05/31 アンチシンデレラ「トゥー・ウィークス・ノーティス」を観てくる。

 慈善活動に熱を燃やす女性弁護士ルーシー・ケルソンは、今日も取り壊されようとしている劇場の前に座り込んで抗議活動をしていた。そんなある日、彼女が親しんだ公民館が取り壊されるというという決定を聞き、都市開発の大本であるウェイド社に乗り込む。しかし、顧問弁護士を捜していたウェイド社のトップ、ジョージ・ウェイドに気に入られてしまい、「敵は身近におけ」という両親の教訓から、顧問弁護士を引き受けてしまった。順調な滑り出しを見せるルーシーとジョージの関係だったが、公私を混同し、些細なことすらルーシーに尋ね要求するジョージに耐えかね、ルーシーは公民館の存続と最後の仕事が終了する2週間後に辞職することを決意する。

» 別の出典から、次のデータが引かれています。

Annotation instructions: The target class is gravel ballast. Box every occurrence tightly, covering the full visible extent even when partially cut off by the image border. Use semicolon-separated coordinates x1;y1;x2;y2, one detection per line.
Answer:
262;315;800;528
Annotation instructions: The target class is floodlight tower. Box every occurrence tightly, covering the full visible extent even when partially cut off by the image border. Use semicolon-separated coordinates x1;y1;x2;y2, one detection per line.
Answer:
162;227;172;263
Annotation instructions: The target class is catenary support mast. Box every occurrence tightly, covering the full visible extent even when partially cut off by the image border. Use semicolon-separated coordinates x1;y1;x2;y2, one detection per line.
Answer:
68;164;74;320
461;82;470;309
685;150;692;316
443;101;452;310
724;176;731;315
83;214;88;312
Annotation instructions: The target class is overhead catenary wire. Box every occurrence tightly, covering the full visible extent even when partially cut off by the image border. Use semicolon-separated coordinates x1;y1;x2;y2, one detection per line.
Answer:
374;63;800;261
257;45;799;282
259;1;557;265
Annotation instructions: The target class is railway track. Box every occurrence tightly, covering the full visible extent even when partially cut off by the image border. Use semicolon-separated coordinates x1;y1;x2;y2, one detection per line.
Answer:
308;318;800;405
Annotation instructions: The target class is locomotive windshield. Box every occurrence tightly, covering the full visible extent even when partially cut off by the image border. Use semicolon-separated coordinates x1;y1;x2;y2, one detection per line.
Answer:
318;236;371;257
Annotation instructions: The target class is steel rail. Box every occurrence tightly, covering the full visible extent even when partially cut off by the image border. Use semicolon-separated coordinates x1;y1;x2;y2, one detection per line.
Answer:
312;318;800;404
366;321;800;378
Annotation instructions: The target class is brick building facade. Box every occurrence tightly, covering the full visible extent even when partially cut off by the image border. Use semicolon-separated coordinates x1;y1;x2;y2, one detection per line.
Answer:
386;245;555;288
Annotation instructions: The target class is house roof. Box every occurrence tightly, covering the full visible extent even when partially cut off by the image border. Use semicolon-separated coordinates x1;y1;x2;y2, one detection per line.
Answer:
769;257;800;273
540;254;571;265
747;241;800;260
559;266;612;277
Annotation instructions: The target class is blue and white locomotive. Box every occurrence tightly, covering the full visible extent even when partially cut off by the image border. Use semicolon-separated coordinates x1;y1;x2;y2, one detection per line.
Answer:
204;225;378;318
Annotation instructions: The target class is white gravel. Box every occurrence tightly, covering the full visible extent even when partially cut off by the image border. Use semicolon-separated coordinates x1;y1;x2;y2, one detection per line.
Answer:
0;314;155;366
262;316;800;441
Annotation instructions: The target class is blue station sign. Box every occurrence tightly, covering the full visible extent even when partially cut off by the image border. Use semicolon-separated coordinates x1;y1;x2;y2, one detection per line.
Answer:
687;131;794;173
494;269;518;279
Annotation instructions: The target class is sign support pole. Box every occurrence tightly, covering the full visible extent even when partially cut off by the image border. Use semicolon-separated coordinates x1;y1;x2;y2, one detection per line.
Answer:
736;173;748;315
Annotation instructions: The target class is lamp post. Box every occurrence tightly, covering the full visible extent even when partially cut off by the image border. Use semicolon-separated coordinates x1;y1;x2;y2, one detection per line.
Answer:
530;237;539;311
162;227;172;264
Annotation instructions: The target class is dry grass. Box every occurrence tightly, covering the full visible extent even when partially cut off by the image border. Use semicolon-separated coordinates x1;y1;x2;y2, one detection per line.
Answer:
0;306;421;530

しかし、後任の顧問弁護士に若い女性が面接に来たことから、二人の関係は思わぬ展開を見せるのだった。

 相変わらず「怪奇幻想シアター」の名にそぐわぬ作品レビューですが、まあこれも一興かということでご容赦を。さてさて、金持ちのボンボンの心を入れ替えて恋が成就するシンデレラ・ストーリーかと思いきや、さにあらず。ここを訪れる奇特な皆様には、愛のために王位を棄てたエドワード8世のことはご存じかと思われますが、それをもうちょっと身近にした、まあそんなストーリー。正直なところあまり見栄えのしない俳優陣なのですが、それがかえって親近感を感じさせ、実にコミカルで切なく味のある雰囲気に仕上がっています。

 惜しむらくは、私の感じ方では70年代前後のテイストが強く、現代のニューヨークで繰り広げられる新しいラブコメディーとは感じられませんでした。田舎臭い景観も減点。エンディングに映し出される「なんとかコーストからこんにちは」なんてテレビドラマみたいなアイキャッチャーには、開いた口がふさがりません。また、やたらセックスにこだわるセリフが多いのには少々がっかりですが、それらのセリフは単なる強がりでしかなく、ベッドシーンもいっさいなく、プラトニックなシチュエーションが多くてよかったですね。

 新鮮なものは何も得られませんでしたが、なんかほのぼのというかしみじみというか、そんな気分にさせてくれる作品です。何となく見えた顛末にもかかわらず、ルーシーがおばちゃん二人に励まされるラストでは、ついホロリと涙を流してしまいました。最近、涙腺がゆるんでるのかな、くやしいねぇ。